Outlier Detection

What is Outlier Detection?

Outlier Detection refers to the method of identification and classification used to identify observations that are distinctly different or far from others. A popular method to clean a data set, outlier detection allows for defined outliers to inform classification of new observations as anomalies. Outliers are defined between two categories: univariate and multivariate. Univariate outliers are found in distributions in a single feature space, whereas multivariate outliers are found in n-dimensional spaces. Furthermore, outliers are also defined by their environment. Outliers that lay far away from the rest of the data are called "point outliers." Alternatively, "contextual outliers" are found within the data, often appearing as noise. There are a multitude of factors that can contribute to the appearance of an outlier, however those that are not the product of an error are called "novelties."

How does Outlier Detection work?

Outlier detection works by observing a data set and defining various points as outliers. There are several methods for defining outliers, and a popular method is through z-score analysis. The z-score is a value that represents the number of standard deviations that a data point is away from the mean. Particularly when dealing with parametric distributions in a low dimensional space, the a z-score threshold can help filter outliers from a data set.

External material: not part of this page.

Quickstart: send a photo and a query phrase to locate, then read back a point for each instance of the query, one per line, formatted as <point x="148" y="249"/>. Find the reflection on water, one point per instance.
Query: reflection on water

Outlier Detection vs. Novelty Detection

In terms of anomaly detection, both outlier detection and novelty detection seem very similar. However, the two methods define different forms of anomalies. In simple terms, outlier detection can be thought as unsupervised learning, and novelty detection represents semi-supervised learning. A method of novelty detection is cluster analysis, a technique that outlier detection can never use. By definition, outliers are not located near any other populated area of data points. Should a cluster of points arise, the mean would adjust, and would no longer classify as outliers.